Duplicate content is a hot topic at the moment, with much speculation about if it can harm your site, or if you can actually benefit from scraping content from other sites and placing it on your own. Most webmasters, bloggers and SEO experts agree that accidental internal dupe content, caused by pagination, categorization etc, won’t harm your site power (apart from reducing internal linking power on the dupe pages), unless it is interpreted to be manipulative duplication, which can lead to penalties.
Aside from legal ramifications, there seems to be little negative effect from content theft – taking content from other people’s sites and publishing it on your own. Indeed, many people have RSS or other feeds from external sites populating their pages, and do not report any ranking problems for the pages of their site that do have unique copy.
One thing that many people are not clear on though is how Google determines which is the original source of the copy, and which are the duplicate versions. Here are some of things it looks at when determining original from duplicate content.
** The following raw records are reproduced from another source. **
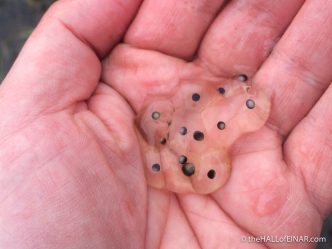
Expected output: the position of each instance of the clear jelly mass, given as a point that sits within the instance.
(186, 136)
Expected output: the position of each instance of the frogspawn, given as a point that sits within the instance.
(186, 136)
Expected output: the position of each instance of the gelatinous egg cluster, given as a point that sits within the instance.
(186, 137)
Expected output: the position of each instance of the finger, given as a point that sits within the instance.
(308, 150)
(244, 34)
(264, 197)
(59, 64)
(298, 71)
(172, 27)
(158, 74)
(212, 226)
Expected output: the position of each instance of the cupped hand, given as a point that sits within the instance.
(71, 173)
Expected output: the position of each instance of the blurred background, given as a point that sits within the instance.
(17, 20)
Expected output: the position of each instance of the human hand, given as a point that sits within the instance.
(82, 186)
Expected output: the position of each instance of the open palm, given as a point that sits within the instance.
(71, 173)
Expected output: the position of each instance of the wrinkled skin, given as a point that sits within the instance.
(71, 173)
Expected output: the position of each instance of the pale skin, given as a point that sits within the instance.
(71, 174)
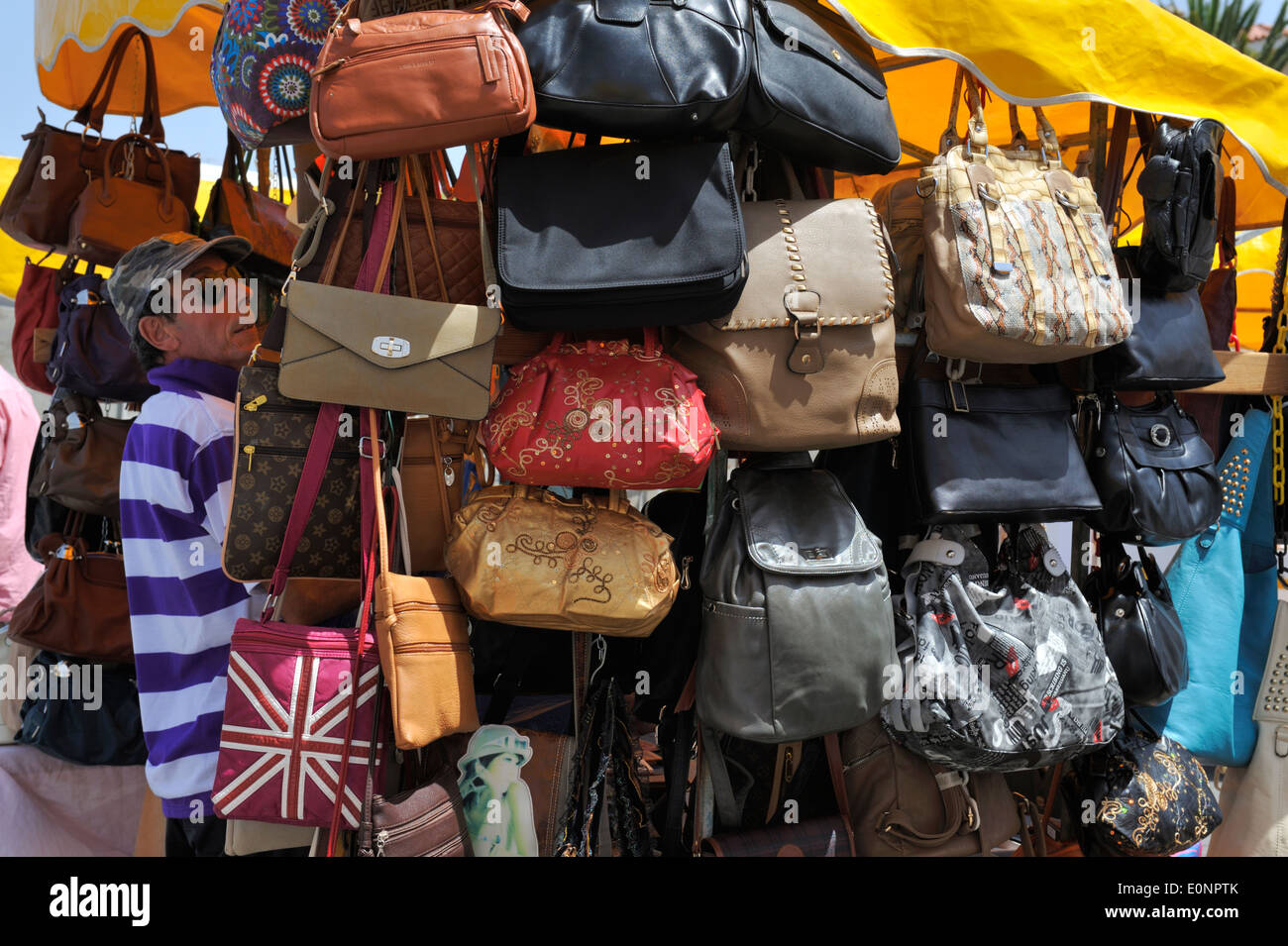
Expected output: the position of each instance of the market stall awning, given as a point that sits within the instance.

Google prides itself on being able to find new content quickly and add it to its index. It claims that its crawlers are getting quicker all the time and constantly striving for more “real-time” search. It stands to reason then that if Google has faith in its crawling speed, it should attribute some weighting to the version of content it comes across first. What helps is that the more authoritative sites tend to get crawled more frequently than lesser sites, who are more likely to be the ones scraping content.
Blog Post Dates
A slightly more speculative factor that Google might look at as part of its dupe content algorithm is post dates. Many blogs include a date above or below the content, indicating when it was published. Therefore if one version of a piece of content was marked with a date two weeks prior to another version of the content, it would suggest that the earlier version was the original.
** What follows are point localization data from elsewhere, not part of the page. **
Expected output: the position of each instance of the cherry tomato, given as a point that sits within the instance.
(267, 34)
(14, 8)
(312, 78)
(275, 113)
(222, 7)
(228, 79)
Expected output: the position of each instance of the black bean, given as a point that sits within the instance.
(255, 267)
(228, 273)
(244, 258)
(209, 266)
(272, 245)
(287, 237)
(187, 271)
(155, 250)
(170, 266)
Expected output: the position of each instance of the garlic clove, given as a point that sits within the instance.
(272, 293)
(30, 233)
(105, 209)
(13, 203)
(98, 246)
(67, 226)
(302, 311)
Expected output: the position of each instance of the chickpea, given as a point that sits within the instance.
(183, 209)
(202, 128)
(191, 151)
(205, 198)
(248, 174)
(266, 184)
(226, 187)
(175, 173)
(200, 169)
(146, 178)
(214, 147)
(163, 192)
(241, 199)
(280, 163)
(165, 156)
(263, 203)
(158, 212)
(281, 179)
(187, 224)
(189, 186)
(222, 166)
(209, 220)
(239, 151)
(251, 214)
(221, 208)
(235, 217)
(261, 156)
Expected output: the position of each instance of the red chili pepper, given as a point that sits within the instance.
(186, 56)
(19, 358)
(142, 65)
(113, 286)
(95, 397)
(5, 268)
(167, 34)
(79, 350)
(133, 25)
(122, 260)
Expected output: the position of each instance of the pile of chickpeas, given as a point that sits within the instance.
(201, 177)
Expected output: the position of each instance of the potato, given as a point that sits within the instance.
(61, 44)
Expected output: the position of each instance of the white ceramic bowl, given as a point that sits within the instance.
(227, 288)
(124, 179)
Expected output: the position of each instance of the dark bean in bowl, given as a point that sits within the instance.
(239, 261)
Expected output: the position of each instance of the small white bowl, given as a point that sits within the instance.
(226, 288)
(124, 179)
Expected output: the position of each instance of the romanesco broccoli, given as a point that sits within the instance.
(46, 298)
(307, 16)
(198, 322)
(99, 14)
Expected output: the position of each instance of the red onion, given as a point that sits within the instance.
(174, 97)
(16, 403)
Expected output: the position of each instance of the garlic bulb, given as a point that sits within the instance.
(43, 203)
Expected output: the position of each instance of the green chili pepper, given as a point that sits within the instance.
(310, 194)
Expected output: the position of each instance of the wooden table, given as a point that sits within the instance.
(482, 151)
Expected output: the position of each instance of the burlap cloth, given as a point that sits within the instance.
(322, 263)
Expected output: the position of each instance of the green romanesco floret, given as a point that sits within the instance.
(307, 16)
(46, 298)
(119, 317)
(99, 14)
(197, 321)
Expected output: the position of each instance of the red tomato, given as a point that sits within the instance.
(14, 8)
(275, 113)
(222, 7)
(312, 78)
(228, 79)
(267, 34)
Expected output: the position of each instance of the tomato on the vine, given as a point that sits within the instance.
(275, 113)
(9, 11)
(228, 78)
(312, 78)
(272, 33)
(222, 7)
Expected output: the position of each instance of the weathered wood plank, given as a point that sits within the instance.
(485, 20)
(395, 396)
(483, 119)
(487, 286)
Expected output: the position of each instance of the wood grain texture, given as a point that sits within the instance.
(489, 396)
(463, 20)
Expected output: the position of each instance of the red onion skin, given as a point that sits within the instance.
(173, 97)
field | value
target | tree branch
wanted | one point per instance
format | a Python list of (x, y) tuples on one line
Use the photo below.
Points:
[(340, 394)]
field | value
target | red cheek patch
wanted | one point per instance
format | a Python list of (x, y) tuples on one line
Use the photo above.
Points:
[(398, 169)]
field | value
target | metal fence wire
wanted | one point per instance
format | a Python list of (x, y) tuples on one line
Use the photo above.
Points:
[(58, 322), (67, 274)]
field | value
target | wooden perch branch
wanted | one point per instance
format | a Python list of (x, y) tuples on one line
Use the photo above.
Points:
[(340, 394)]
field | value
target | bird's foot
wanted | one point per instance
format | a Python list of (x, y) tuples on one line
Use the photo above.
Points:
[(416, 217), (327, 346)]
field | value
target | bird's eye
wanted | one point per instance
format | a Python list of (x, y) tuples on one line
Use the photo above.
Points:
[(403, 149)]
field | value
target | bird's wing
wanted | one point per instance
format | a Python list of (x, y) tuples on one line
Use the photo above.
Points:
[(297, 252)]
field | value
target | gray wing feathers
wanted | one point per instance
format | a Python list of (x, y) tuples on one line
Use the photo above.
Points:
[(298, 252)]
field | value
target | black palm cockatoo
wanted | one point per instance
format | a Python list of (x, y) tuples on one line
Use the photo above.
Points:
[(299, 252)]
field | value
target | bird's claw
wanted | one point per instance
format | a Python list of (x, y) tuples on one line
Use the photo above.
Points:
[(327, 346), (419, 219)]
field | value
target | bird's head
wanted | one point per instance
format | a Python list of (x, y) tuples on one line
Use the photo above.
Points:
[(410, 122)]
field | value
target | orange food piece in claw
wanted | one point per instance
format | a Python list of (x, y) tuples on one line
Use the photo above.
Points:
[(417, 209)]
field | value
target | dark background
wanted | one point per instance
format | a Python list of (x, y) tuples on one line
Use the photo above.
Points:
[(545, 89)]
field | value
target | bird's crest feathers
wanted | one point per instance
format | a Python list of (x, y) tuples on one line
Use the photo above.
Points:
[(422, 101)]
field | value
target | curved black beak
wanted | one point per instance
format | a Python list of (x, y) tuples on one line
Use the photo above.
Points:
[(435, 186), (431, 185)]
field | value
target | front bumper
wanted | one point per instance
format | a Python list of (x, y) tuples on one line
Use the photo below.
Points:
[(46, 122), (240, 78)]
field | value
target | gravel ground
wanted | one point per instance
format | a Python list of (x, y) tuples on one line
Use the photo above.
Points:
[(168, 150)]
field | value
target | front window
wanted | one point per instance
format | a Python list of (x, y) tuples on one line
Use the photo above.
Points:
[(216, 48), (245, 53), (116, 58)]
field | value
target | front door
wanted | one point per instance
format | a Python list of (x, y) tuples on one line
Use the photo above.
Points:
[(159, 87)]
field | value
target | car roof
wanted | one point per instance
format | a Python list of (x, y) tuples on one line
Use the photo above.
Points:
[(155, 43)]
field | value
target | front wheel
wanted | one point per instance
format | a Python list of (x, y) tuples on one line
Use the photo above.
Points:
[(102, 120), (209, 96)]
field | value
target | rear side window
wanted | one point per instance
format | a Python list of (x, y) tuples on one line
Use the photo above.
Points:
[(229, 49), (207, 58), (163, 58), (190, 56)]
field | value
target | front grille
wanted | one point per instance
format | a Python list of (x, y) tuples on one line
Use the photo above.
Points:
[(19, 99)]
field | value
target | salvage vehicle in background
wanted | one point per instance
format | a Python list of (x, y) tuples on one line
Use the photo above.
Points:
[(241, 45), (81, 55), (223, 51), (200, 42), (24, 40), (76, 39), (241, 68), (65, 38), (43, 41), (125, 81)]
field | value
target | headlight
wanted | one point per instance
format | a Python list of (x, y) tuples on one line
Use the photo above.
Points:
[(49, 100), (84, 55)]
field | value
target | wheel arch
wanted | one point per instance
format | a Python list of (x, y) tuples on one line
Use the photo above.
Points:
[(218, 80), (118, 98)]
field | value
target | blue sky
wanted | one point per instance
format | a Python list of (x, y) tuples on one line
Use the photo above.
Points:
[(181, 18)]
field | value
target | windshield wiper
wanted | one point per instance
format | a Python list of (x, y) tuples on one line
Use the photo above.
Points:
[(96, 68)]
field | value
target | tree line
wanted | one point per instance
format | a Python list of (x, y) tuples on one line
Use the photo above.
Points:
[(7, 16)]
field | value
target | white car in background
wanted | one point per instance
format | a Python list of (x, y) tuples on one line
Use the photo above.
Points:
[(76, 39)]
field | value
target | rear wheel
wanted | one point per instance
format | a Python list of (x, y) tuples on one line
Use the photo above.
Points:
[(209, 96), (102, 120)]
However, some scraping sites automatically change the date on their posts to a couple of months previous to try and trick the search engines. A game of cat and mouse can sometimes ensue however by doing this, because if Google visits one day and does not find any content, then comes back the next day and finds the content with a date marked a week ago, chances are something is not right with this site.
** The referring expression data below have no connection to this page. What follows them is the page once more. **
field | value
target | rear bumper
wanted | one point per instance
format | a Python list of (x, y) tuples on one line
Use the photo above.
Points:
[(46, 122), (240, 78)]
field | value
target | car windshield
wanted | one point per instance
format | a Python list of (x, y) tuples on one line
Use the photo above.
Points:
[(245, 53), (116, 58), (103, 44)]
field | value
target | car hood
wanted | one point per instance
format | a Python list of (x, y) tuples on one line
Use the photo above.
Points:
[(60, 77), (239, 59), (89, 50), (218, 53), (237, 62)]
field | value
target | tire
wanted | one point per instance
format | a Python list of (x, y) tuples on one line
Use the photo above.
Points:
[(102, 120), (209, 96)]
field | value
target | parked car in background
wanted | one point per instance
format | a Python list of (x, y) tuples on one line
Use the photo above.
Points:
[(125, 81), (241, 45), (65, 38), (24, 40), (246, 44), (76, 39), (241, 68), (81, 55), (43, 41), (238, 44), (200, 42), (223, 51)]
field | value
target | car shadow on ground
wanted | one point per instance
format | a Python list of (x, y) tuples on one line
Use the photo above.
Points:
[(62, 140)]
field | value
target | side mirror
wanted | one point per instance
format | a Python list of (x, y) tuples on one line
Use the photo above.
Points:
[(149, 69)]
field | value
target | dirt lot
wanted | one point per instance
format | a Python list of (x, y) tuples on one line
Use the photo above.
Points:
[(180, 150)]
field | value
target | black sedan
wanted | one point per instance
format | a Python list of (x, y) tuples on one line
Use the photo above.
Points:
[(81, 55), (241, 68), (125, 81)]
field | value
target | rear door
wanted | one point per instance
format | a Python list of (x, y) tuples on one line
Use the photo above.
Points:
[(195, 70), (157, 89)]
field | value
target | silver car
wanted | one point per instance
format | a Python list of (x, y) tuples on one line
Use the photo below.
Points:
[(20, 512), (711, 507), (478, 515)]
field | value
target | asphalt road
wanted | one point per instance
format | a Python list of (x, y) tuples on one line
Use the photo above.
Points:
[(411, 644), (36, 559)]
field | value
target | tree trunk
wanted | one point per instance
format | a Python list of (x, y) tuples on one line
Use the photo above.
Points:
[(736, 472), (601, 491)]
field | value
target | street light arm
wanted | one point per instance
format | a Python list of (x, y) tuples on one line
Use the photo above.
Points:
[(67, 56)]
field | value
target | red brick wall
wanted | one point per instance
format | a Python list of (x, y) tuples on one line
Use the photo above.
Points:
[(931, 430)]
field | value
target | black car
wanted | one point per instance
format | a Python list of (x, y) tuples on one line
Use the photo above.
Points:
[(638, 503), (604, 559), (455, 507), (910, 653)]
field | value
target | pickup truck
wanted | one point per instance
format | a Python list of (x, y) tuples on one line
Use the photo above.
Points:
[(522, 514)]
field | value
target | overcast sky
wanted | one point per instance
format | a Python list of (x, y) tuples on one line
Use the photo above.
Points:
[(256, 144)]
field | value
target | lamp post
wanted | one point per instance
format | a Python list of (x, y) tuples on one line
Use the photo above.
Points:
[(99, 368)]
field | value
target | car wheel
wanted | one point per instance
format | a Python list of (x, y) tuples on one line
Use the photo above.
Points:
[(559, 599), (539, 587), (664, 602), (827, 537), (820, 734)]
As well as more regularly crawling powerful sites, Google also attributes more power to them when trying to distinguish the original source of copy. More respected sites rarely take content from other people, instead creating it themselves or having unique content created for them. Who would you suspect stole the money from the safe, the vicar or the local bum? Don’t answer that.
A big clue to Google about where the content originated is backlinks within the copy. A great deal of content is stolen by automated scraper bots who often maintain links contained within it. This is a good argument by the way for always including at least one internal link in your blogs/articles, because if Google sees a link pointing back to a site that has the same content, chances are that content originated at the arrowhead end of the link.
What other factors do you think goes into determining the original from duplicate content?